The man’s name was Stiles, and he was huge—a veritable giant dressed in a dark suit and tie. A wide-brimmed fedora topped his black face, which split into a broad smile of shiny white teeth. “Dr. Bernstein,” he boomed, “how nice of you to not keep me waiting.”
“Where are my daughters?” Samuel snapped.
“Never mind them. Hand over the disc. I’m not playin’ around.”
Samuel hesitated, but his wife didn’t. She dodged the suited titan and bolted through the doorway. Samuel shouted, “Martha, wait!”
“Wait, my ass,” Stiles growled. He seized the lapels of Samuel’s coat. “I want the disc first and then the bag. And if you don’t get smart and hand them over right this minute—”
Chilling screams turned Stiles’ head, and Samuel squirmed free of him. He dashed to a head-on collision with his wife at the staircase. “They’re dead!” she wailed. Tears streaked her twisted face. She clung to Samuel, gulping air between agonized howls.

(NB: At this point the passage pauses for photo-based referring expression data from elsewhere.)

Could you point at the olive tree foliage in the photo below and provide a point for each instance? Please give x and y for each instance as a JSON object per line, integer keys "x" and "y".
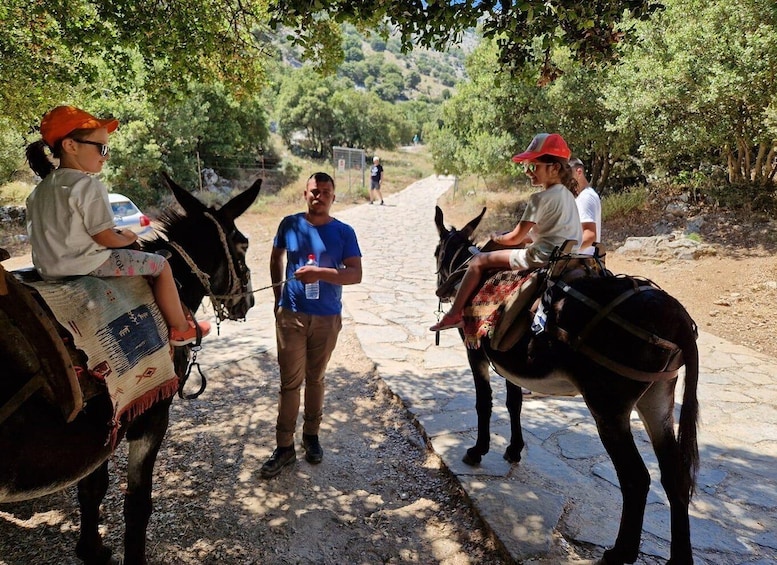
{"x": 209, "y": 128}
{"x": 590, "y": 29}
{"x": 700, "y": 87}
{"x": 315, "y": 112}
{"x": 496, "y": 113}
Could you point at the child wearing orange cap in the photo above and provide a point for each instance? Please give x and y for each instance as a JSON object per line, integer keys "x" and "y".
{"x": 70, "y": 220}
{"x": 550, "y": 218}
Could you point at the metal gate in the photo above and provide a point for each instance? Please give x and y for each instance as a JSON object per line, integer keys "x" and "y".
{"x": 349, "y": 168}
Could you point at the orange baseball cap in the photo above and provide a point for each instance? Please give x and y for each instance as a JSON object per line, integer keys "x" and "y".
{"x": 544, "y": 144}
{"x": 62, "y": 120}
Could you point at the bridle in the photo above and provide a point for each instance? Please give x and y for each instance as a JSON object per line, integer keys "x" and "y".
{"x": 235, "y": 285}
{"x": 450, "y": 270}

“No!” Samuel cried while craning his neck to the upper floor. Then he glared at the hulk behind him. “You murderer. You’ll never get the disc. Never in a million years!”
Stiles said, “I told you I wasn’t playin’ around.” A vicious backhand knocked Samuel’s glasses off his face, and a punch to his jaw sent him over the coffee table and sprawled on the living room carpet.
Martha screamed, “Stop it! Stop it!” but to no avail. Samuel was dazed, and he realized that Stiles was rummaging through all of his pockets. He saw Martha with a broomstick. She whipped the man’s back again and again. At first, Stiles seemed oblivious to the effort, but she continued the flogging until he turned a frightful head.
* * * *
Josh Jones preferred a low profile, and he regretted his continuing inability to have one. He blamed his blond hair, extreme height, and movie star looks more than anything else. It’s why he dropped Benjamin off at the wayward doctor’s home. Let him get the credit for recovering the disc.
In his white Mercedes, Josh cruised the quiet street, and as he circled back to the Bernstein residence, he spied the parked BMW. He pulled over, stepped out of his Mercedes, and squeezed an electronic key in his light gray sports coat. The Beemer’s trunk popped, and he peeked inside. There sat a black leather bag. “Hello,” he said. With a small bolt cutter, he broke the bag’s padlock, examined its contents, and transferred it to the trunk of his Mercedes. “That was easy enough.”
Standing tall, Josh panned the well-kept houses lining the street. The tranquil scene triggered memories of a carefree youth. Just as chirping birds and a cool breeze embellished the reverie, crashing wood and shattering glass assailed his ears. He spotted neighbors peeping through windows. “Benjamin,” he said under his breath. “What the hell?”
Josh burst into the home, agape and unbelieving. Benjamin was brutally pummeling the unmoving Bernstein, spattering blood with every blow. It was only when Josh snared a wrist on its back swing did the bedlam end.
“What the hell are you doing?” Josh yelled. He peered at the beaten doctor beneath his partner and witnessed a bloodied body that didn’t breathe. “You killed him. What the fuck. You killed him.”
A quarter pivot revealed the doctor’s wife slumped on the kitchen tile. “What? Her, too?” Josh hustled to the woman and touched her neck. “What the fuck. She’s dead, too.”
Benjamin stood up and yanked on his breast-pocket handkerchief. He removed his hat and wiped crimson spots from his skin. With a shrug, he muttered, “I... I didn’t mean it.”
Josh walked over to his colleague. Being the taller man, he looked down at him and sneered, “You didn’t mean it? Are you kidding?”
“You gotta believe me. All I remember is the screaming. I couldn’t even find the disc. The damn fool wouldn’t tell me where it was.”
“For christsake, man, it’s in the bag with the rest of the stuff. Just now I took it from their trunk.”
“You mean we got it?”
“Yeah, we got it, but gawd-damn, we didn’t have to kill anyone.”
“Whataya mean, ‘Aw, shit’?”
Benjamin looked up, as if to peer through the ceiling. For Josh, the ensuing moments were as painfully tense as they were horrendously silent—until Benjamin finally said, “I think I killed all of ’em.”